Le cure e i servizi, pur avvicinandosi ai modelli individuati, purtroppo non sono garanti allo stesso modo su tutto il territorio nazionale: non è un problema economico, è che i soldi sono utilizzati in modo errato, l’impatto sulla gestione della patologia è il vero costo.
“I Percorsi Diagnostico Terapeutici Assistenziali sono garanzie di qualità delle cure perché riflettono gli standard più adeguati, per il trattamento dei disturbi mentali gravi e persistenti, ma le Regioni devono attrezzarsi per adeguare i servizi a quegli standard attraverso azioni progressive di avvicinamento ai modelli individuati. Bisogna aumentare le risorse disponibili per i Servizi di Salute Mentale ampiamente sotto finanziati rispetto allo standard atteso del 6% del fondo sanitario nazionale. Riformare l’organizzazione dipartimentale creando presupposti per una vera integrazione tra sevizi per l’adolescenza e quelli dell’adulto; oggi è necessario ridurre il tempo che intercorre tra la comparsa dei primi sintomi e l’inizio delle cure. La separazione dei servizi al 18° anno di vita è un vero ostacolo al raggiungimento di questo obiettivo. Formare professioni sanitarie specifiche per la Salute Mentale, sia medici attraverso rapporti più organici con Università e scuole di specializzazione che personale del comparto che arriva a lavorare nei Centri di Salute Mentale con un bagaglio di poche ore di in-formazione sui disturbi mentali e nessuna conoscenza tecnico pratica. Potenziare le infrastrutture, perché per applicare i PDTA è necessario avere standard numerici di riferimento che indichino quanta di quella strada di avvicinamento ai contenuti delle Linee Guida è stata percorsa e si è tradotta in offerta di servizi di qualità.
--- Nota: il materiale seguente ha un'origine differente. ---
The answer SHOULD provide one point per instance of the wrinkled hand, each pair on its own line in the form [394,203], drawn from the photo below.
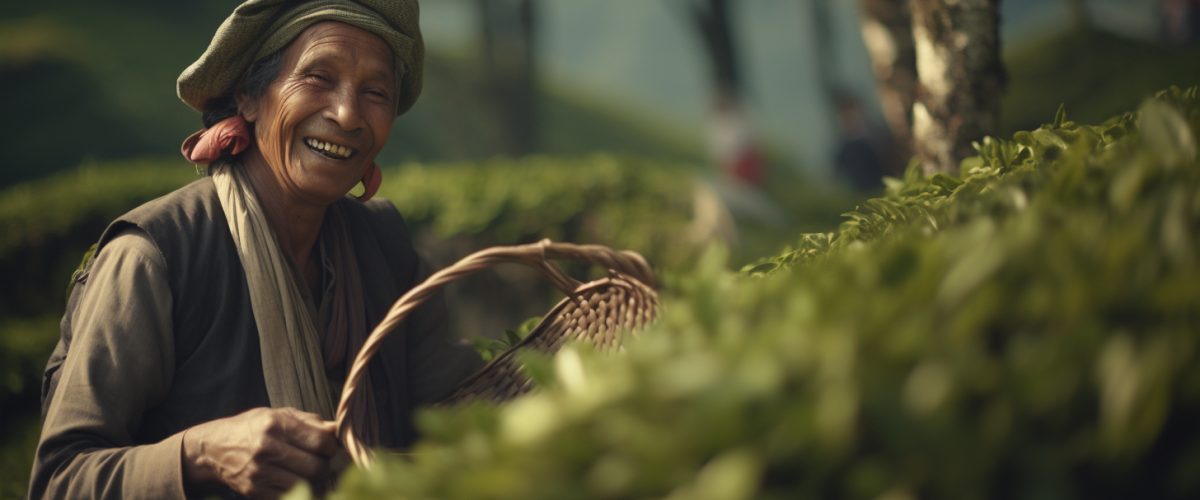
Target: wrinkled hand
[261,453]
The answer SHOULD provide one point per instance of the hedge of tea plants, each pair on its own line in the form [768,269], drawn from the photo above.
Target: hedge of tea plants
[1026,329]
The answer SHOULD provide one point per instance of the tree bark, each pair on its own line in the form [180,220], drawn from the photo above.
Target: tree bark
[960,78]
[887,34]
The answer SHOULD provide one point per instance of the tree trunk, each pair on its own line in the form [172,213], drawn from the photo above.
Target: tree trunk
[508,29]
[960,79]
[887,34]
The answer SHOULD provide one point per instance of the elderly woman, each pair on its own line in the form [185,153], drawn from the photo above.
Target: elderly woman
[205,345]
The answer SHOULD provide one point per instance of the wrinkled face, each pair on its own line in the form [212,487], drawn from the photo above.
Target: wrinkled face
[329,112]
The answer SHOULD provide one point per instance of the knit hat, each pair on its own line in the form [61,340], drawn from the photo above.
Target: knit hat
[259,28]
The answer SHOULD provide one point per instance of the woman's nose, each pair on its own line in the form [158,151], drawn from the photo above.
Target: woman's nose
[345,109]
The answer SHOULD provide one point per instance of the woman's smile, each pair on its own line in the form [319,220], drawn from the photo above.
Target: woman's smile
[329,149]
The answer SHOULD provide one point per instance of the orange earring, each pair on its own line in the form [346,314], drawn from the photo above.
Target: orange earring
[371,181]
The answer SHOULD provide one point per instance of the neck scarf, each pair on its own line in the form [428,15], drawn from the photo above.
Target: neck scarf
[294,366]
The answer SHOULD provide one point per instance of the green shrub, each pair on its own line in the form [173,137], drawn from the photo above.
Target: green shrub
[1027,330]
[623,202]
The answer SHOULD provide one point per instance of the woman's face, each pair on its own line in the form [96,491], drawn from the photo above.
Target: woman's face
[329,112]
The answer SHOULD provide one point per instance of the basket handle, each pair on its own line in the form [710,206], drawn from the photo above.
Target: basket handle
[535,255]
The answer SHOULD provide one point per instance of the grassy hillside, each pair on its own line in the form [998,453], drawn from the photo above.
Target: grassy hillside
[96,80]
[1095,73]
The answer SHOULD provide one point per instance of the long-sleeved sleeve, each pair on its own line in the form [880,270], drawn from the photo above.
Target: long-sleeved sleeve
[120,363]
[437,361]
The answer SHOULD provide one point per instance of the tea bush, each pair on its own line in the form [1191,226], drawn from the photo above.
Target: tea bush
[1025,330]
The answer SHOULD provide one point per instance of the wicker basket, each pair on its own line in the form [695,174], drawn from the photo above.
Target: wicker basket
[598,312]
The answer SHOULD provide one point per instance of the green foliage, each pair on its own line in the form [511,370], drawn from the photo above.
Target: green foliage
[52,208]
[489,348]
[623,202]
[1027,330]
[1096,73]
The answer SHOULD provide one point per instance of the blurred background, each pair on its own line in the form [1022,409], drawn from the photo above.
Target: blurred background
[653,125]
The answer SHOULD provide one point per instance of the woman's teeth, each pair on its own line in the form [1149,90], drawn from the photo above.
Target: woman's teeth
[330,150]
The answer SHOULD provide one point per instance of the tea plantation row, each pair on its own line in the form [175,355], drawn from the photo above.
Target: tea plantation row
[1027,329]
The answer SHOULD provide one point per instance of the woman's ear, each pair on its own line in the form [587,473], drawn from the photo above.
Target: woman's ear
[247,107]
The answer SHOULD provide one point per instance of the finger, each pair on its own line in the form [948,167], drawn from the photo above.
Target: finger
[273,483]
[299,462]
[312,435]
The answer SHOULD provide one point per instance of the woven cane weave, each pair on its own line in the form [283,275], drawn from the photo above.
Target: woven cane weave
[599,312]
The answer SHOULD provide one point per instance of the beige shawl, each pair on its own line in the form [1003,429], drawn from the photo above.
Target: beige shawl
[293,362]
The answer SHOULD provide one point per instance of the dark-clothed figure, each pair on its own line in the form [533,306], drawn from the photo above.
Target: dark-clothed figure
[204,347]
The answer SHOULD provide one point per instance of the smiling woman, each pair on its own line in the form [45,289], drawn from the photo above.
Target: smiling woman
[204,344]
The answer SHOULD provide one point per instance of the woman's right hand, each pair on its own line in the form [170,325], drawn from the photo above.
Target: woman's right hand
[261,453]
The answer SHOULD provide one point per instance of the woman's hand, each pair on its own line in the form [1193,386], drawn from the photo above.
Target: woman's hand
[261,453]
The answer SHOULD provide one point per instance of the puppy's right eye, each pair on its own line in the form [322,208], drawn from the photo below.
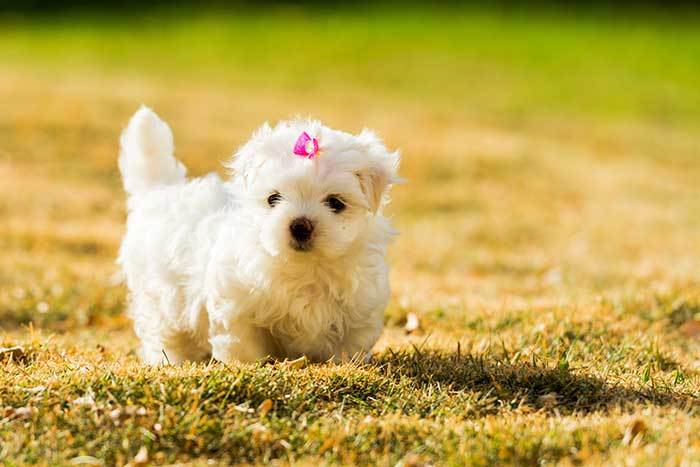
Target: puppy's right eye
[273,199]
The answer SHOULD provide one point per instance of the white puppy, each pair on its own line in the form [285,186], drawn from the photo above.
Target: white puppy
[287,258]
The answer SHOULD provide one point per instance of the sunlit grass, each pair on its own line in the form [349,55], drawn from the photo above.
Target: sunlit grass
[549,240]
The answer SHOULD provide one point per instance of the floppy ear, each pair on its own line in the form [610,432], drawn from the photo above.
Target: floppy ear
[378,171]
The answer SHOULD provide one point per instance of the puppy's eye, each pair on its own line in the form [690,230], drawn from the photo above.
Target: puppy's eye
[273,199]
[335,203]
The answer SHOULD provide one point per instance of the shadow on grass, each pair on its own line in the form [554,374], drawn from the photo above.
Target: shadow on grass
[514,384]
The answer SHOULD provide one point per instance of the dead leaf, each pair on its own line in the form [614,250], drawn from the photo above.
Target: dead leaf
[691,329]
[87,400]
[141,457]
[549,400]
[635,429]
[412,323]
[297,364]
[265,407]
[15,353]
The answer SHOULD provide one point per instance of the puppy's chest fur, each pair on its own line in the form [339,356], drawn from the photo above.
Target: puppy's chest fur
[307,312]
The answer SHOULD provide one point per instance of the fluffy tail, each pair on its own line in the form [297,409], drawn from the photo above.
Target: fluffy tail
[146,156]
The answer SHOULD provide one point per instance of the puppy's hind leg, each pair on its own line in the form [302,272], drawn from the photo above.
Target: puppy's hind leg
[161,341]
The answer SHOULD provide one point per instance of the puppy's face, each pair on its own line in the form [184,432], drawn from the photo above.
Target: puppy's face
[316,207]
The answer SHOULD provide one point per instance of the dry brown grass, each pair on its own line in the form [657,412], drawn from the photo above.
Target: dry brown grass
[559,249]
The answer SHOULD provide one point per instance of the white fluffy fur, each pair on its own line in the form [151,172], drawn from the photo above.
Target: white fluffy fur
[209,264]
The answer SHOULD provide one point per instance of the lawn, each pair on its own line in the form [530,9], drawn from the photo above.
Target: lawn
[549,247]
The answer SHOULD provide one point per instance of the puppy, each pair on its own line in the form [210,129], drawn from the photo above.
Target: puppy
[287,258]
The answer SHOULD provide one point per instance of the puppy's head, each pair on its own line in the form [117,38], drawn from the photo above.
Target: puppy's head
[312,206]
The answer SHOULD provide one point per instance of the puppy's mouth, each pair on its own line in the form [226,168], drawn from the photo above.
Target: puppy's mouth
[300,246]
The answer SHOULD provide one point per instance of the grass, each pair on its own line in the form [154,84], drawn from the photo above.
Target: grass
[549,240]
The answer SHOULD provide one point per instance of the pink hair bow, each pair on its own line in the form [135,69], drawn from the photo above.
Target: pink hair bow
[306,146]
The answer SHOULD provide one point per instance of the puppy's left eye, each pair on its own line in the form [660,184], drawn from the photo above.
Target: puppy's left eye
[336,204]
[273,199]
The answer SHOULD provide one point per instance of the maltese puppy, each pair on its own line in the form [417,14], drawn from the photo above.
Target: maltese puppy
[287,258]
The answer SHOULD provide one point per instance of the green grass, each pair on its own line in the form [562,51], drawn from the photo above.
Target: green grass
[549,236]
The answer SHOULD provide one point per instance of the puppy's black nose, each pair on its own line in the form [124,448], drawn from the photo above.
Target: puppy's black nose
[301,229]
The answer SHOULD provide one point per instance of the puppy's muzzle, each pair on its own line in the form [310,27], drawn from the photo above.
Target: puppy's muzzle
[302,230]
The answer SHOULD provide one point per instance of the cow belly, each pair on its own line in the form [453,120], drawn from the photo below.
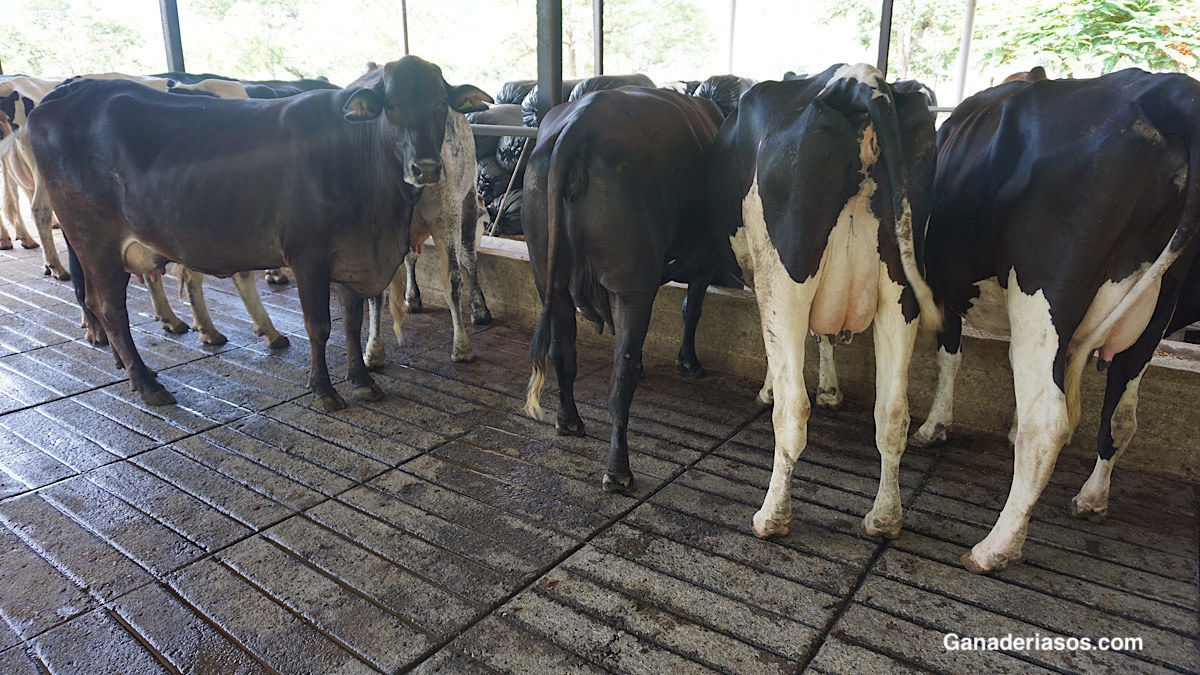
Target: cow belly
[989,309]
[847,287]
[1131,324]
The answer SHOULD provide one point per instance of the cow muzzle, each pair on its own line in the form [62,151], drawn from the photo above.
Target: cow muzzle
[425,172]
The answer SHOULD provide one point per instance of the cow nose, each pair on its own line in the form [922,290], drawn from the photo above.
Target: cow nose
[426,172]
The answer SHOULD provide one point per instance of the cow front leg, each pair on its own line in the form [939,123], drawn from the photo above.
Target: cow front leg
[631,315]
[202,321]
[244,281]
[894,339]
[161,308]
[693,304]
[828,393]
[451,281]
[312,286]
[365,388]
[412,291]
[472,232]
[941,412]
[1043,428]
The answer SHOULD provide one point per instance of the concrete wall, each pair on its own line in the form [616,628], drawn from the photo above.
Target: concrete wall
[730,340]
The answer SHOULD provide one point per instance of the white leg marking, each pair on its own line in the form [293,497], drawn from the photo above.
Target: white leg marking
[1092,501]
[828,393]
[941,412]
[1043,426]
[244,281]
[894,340]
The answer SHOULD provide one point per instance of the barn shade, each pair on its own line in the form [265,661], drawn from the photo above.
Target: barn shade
[171,36]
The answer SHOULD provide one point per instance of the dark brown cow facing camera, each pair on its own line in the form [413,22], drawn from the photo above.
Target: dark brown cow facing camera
[323,183]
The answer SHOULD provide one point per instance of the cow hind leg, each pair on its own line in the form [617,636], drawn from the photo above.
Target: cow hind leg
[693,304]
[894,339]
[365,388]
[1042,431]
[162,311]
[828,392]
[412,291]
[631,315]
[244,281]
[941,412]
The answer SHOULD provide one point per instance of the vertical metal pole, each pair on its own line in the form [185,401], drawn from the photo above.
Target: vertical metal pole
[885,37]
[171,37]
[598,35]
[403,22]
[965,49]
[550,55]
[733,16]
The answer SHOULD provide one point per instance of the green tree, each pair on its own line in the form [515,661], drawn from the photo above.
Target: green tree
[924,34]
[1092,35]
[65,37]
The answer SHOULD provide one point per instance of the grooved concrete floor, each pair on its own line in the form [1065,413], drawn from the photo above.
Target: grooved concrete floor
[441,530]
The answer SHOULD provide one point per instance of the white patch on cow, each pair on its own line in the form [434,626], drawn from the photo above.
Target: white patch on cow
[1043,425]
[1093,497]
[941,412]
[864,73]
[1128,327]
[989,310]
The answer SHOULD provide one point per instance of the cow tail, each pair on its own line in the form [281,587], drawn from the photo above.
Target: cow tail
[1185,240]
[887,127]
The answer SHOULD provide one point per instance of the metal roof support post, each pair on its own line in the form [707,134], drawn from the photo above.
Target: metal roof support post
[171,37]
[965,49]
[885,37]
[598,35]
[550,55]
Infine, il destino dei disturbi psichici dipende solo in una certa misura dai trattamenti terapeutici; è necessaria la collaborazione dei Dipartimenti di Salute Mentale con gli Enti Locali per favorire politiche di accesso al lavoro, per attuare il diritto all’abitare e spazi di vita che favoriscano piena integrazione delle persone con disturbi psichici nel tessuto umano e culturale della Comunità”, ha dichiarato Michele Sanza, Direttore Unità Operativa Servizio Dipendenze Patologiche, Azienda Unità Sanitaria Locale Romagna-Cesena.
“Occorre innanzitutto riportare l’attenzione sul grave sottofinanziamento che affligge da anni il settore della salute mentale: i dati più recenti indicano che la spesa media nazionale si attesta al 3,6% del fondo sanitario. Va tuttavia analizzata anche la composizione della spesa e la reale produzione di valore che gli investimenti determinano: parte significativa dei circa 2 miliardi di euro impegnati nella residenzialità psichiatrica potrebbero essere meglio utilizzati in progetti personalizzati sostenuti da budget individuale di salute, perseguendo obiettivi di autonomia e qualità di vita”, ha detto Fabrizio Starace, Presidente Società Italiana di Epidemiologia Psichiatrica.